Jour 10. En route pour Katie. Journée de voyage à nouveau. Visite en partant du temple Bakong – le premier temple pyramide encore assez bien conservé. Nous avons remonté le temps car Bayon, le premier temple que nous avons visité, est lui le dernier temple construit en pyramide à Angkor. Un rêve m’obsède depuis trois jours. Mon moment préféré est la fin de journée, quand les rizières se teintent de cuivre et que la terre rouge retombe, couvrant le sol de particules vivantes et lumineuses. La nuit, à la verticale dans le ciel, le croissant de lune s’est tourné pour ne former plus qu’un grand sourire aux dents blanches.

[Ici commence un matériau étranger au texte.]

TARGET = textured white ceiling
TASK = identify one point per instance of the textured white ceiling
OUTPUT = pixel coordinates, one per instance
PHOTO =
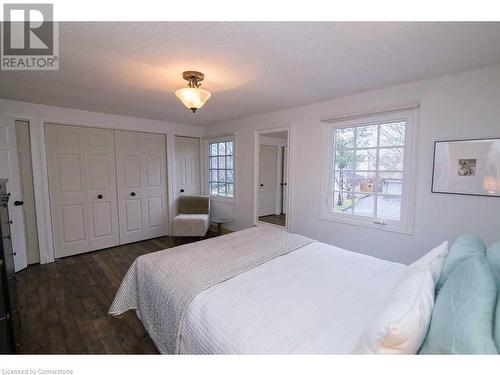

Jour 11. Nous sommes arrivés ce soir assez tard à Kratie – il faisait déjà nuit noire. Le bus a déposé notre groupe de 10 jeunes sur une plage où nous attendait un bateau. Armés d’un change pour la nuit, en sac à dos, direction l’île ! Nous traversons le Mékong pour loger deux nuits chez l’habitant. De l’autre côté du fleuve, des moto-taxis nous attendent. Chacun prend son chauffeur, remonte la dune de sable et part à toute allure sous les arbres, sur la seule et unique route. On se retrouvera à l’arrivée. L’arrivée est une grande maison sur pilotis entourée de jungle et de rizières. Nous allons dormir tous ensemble dans un dortoir géant. Notre lit est composé d’un matelas très dur Guccci, d’un oreiller, d’un pled d’avion bleu et d’une moustiquaire colorée sous un ventilateur. Première nuit difficile pour certains : nous avons peur d’éventuels insectes car O. a trouvé une tarentule morte dans la douche un peu plus tôt. Les habitants nous gâtent en nourriture. Le lendemain, départ du Home Stay en vélo pour rejoindre le continent. Nos destriers semblent avoir vécu mille vies avant d’arriver jusqu’à nous, on note quelques vieux canassons de ferraille français. Promenade en bateau pour observer les dauphins, l’un d’eux passe à contre-courant tout près de notre embarcation. Visite d’un fabricant de gâteaux de riz gluant. Nous nous baignons tous dans le Mékong avant de sécher dans de petites huttes en bambou. Tour de l’île à vélo dans le coucher du soleil, le soir on fait une grande fête pour les anniversaires de M. Et G. Réveil le lendemain matin très tôt, vélos, bateau, traversée, dernier marché, celui de Shhlong, nous rentrons à Phnom Penh. C’est déjà notre dernier jour.